I’m searching for parameters u to maximize a function obj(u). This objective function, however, depends on the derivatives of another function y(u,p), with regards to the parameters p.
An example:
abstract type S1 end
using ForwardDiff:Dual
function y(u,p1,p2)
p1_sen = Dual{S1}(p1,1.0,0.0)
p2_sen = Dual{S1}(p1,0.0,1.0)
n_u = size(u,2)
y = zeros(typeof(p1_sen*u[1,1]),n_u)
y[1] = 0.0
for i in 2:n_u
y[i] = y[i-1] + p1_sen*p2_sen*u[1,i] + p1_sen^2*u[2,i]
end
y
end
function obj(u)
p1 = 2.0
p2 = 3.0
sensitivities = y(u,p1,p2)
sensitivities[end].partials[1]*sensitivities[end].partials[2]
end
u = ones(2,100)
obj(u)
For efficient optimization I would like to calculate the gradient of obj(u) (preferably with reverse mode AD), and I’m not sure on how to do this for objectives already using other automatic differentiation tools.
I could calculate the Hessian of y(u,p), but this would be wasteful as not all second order derivatives of y are needed, only the mixed ones between u and p. In general there are many more parameters u than p.
Is p2 meant to be used here in, it doesn’t seem to be used in function y? Are you using a manual tag S1 on purpose? Why not use one of the higher level APIs?
By the way, it looks like you might be integrating an ODE in y and computing sensitivities wrt ODE parameters? In that case I think there’s already a lot of ecosystem support to do this at a high level of abstraction; I suggest reading https://docs.juliadiffeq.org/latest/analysis/sensitivity.html
Beyond those two comments, I think you should be able to compose calls to ForwardDiff.derivative / gradient etc and things should work fine provided you use the higher level APIs rather than using Dual directly.

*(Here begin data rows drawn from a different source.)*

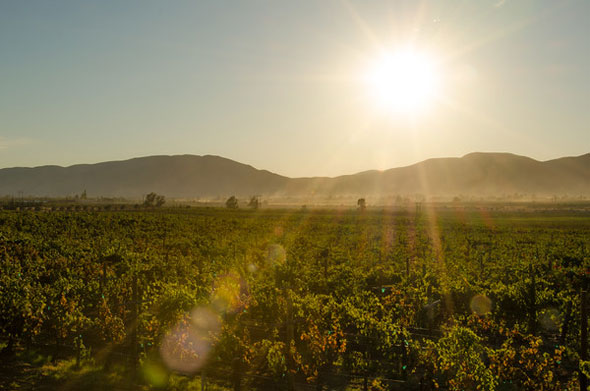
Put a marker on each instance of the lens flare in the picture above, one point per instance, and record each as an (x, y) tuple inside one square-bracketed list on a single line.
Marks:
[(550, 319), (276, 254), (480, 305), (186, 347), (228, 293)]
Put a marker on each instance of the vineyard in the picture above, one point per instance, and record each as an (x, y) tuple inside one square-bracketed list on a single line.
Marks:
[(413, 298)]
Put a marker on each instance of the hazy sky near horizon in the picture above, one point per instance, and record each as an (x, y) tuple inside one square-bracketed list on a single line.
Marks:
[(279, 84)]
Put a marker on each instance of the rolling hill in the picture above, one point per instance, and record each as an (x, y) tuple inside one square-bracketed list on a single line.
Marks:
[(191, 176)]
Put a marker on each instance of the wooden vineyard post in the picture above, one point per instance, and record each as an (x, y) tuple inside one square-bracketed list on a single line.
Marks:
[(134, 326), (290, 338), (532, 302), (583, 338), (236, 374)]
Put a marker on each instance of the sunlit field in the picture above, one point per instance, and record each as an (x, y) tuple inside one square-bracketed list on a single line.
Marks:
[(416, 297)]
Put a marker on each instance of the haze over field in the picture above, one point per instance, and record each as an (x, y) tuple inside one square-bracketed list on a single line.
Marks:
[(207, 177)]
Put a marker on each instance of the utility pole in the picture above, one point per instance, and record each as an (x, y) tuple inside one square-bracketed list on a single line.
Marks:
[(583, 338)]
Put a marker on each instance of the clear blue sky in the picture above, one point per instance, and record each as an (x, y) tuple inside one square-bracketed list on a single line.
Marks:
[(277, 84)]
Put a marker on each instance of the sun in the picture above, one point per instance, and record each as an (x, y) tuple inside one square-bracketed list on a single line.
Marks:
[(404, 81)]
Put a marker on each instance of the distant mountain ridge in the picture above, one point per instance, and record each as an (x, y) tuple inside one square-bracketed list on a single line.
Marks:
[(192, 176)]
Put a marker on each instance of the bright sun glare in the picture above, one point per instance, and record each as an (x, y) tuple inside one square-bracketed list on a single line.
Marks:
[(405, 81)]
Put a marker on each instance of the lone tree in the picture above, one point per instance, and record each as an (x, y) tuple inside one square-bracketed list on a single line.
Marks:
[(254, 202), (232, 203), (154, 199), (362, 204)]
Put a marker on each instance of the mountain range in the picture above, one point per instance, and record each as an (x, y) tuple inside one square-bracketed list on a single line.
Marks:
[(207, 177)]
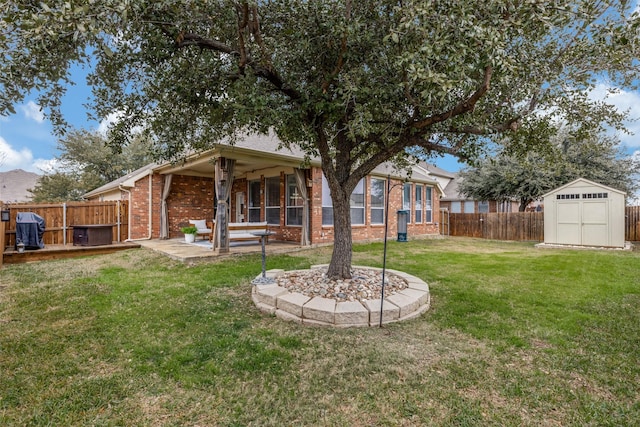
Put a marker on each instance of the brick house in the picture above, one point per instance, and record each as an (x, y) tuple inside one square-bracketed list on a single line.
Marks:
[(264, 188)]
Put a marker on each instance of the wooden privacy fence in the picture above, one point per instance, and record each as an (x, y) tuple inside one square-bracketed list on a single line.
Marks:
[(632, 223), (520, 225), (60, 218), (499, 226)]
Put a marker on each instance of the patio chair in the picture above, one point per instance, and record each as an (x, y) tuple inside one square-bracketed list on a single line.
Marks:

The problem is indeed related to ODE’s. I’m aware of the sensitivity options provided by DiffEq. Two issues: even in the link you gave they use Dual directly for the more complicated examples, and my problem is more complex as I require some (but not all) second order derivatives of y(u,p). So I’m not sure direct use of Dual can be avoided, but if it could it would save me a lot of trouble.
Thanks, I’m currently using NLopt.jl to do something similar, but I’ll check out Optim.jl.